Note that it can help to set AMREX_USE_GPU=TRUE (to make AMReX more "gpu aware") and you may also need to give it a specific flag for the architecture, which you can google for. For example, your make.local-pre may look something like:
COMP = intel-gnu
AMREX_USE_GPU=TRUE
USE_HIP=TRUE
# for AMD MI300
AMREX_AMD_ARCH=gfx942
# Optionally uncomment to turn off MPI
# USE_MPI=FALSE
You need to run it differently in the jobscript
Slurm isn't really designed for GPUs so the way you select the options in your jobscript can be a bit strange. Again it is worth asking for advice from the system admins if the documentation doesn't cover it, or looking at our example jobscripts. A usual set up is that you want to ask for one node that controls a certain number of GPUs, usually something like 8. As mentioned above, you would ideally like exclusive use of these GPUs, but if you pick a smaller number than the total number the node has that won't always be guaranteed.
The really important thing to understand is that how you are doing your parallelisation is very different now. GPUs are huge and hungry and they need to be fed a lot of points to process at the same time. So your grid is going to be divided up into a much smaller number of boxes, each with a lot of cells, and each big chunk will typically be given to a single MPI process running on a single GPU. This is why you can even use a single GPU to process the whole box in one go without using MPI at all. Make sure you have read Performance optimization to understand how subdivision of the grid works, and consider whether you need to amend your params file to account for using GPUs (usually by increasing the max box size and blocking factor).

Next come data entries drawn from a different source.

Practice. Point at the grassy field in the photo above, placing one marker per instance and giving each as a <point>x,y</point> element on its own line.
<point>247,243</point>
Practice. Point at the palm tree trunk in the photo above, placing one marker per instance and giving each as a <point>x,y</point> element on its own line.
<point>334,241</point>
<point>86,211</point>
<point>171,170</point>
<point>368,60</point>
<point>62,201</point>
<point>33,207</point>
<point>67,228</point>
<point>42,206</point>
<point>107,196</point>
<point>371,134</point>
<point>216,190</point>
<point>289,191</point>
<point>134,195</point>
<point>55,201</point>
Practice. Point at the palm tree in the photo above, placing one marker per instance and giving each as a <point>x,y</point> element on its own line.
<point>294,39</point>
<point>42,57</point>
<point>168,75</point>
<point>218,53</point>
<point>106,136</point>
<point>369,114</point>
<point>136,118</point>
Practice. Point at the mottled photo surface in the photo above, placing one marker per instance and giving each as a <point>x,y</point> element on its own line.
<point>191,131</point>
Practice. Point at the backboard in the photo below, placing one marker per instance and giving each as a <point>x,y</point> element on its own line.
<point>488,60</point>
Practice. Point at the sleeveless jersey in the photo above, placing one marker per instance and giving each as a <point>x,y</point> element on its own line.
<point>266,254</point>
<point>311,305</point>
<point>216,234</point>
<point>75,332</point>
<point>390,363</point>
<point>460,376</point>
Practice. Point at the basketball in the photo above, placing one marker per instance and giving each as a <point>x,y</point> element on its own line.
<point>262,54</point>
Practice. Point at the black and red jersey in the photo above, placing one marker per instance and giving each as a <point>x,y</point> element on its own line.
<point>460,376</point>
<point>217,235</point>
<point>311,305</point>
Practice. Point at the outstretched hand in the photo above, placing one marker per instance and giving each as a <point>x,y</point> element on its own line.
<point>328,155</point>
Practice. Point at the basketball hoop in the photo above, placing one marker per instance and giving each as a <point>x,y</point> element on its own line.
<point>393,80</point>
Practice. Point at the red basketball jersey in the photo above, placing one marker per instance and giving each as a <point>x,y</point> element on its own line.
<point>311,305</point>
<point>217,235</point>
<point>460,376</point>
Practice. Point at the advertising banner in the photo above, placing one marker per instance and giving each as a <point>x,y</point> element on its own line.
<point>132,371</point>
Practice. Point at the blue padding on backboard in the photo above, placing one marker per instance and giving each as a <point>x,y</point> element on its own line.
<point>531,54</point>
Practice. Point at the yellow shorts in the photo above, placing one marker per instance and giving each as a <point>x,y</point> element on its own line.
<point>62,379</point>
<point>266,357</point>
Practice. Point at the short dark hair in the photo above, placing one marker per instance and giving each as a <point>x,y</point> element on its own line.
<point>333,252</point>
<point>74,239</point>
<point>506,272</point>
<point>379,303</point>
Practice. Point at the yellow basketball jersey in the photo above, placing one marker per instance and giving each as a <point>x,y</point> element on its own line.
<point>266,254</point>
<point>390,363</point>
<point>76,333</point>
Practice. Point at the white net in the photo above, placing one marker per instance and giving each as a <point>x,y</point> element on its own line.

A typical command for running 8 MPI processes (which would be appropriate on a node that has 8 GPUs, and where you had 8 boxes to share out), is
mpirun -n 8 --exclusive ./main3d.hip.MPI.HIP.ex params.txt
You may also want to amend the params.txt file to specify the memory available to you and again make AMReX aware of the use of GPUs for how it uses MPI. e.g. for the MI300X I add:
# 192GB is the size of 1 GPU MI300X (it seems to work better to ask for a slightly smaller amount)
amrex.the_arena_init_size = 190000000000
amrex.use_gpu_aware_mpi = 1
(Usually you are using one MPI process per GPU, so you specify the per GPU amount of memory, not the total for your whole job.)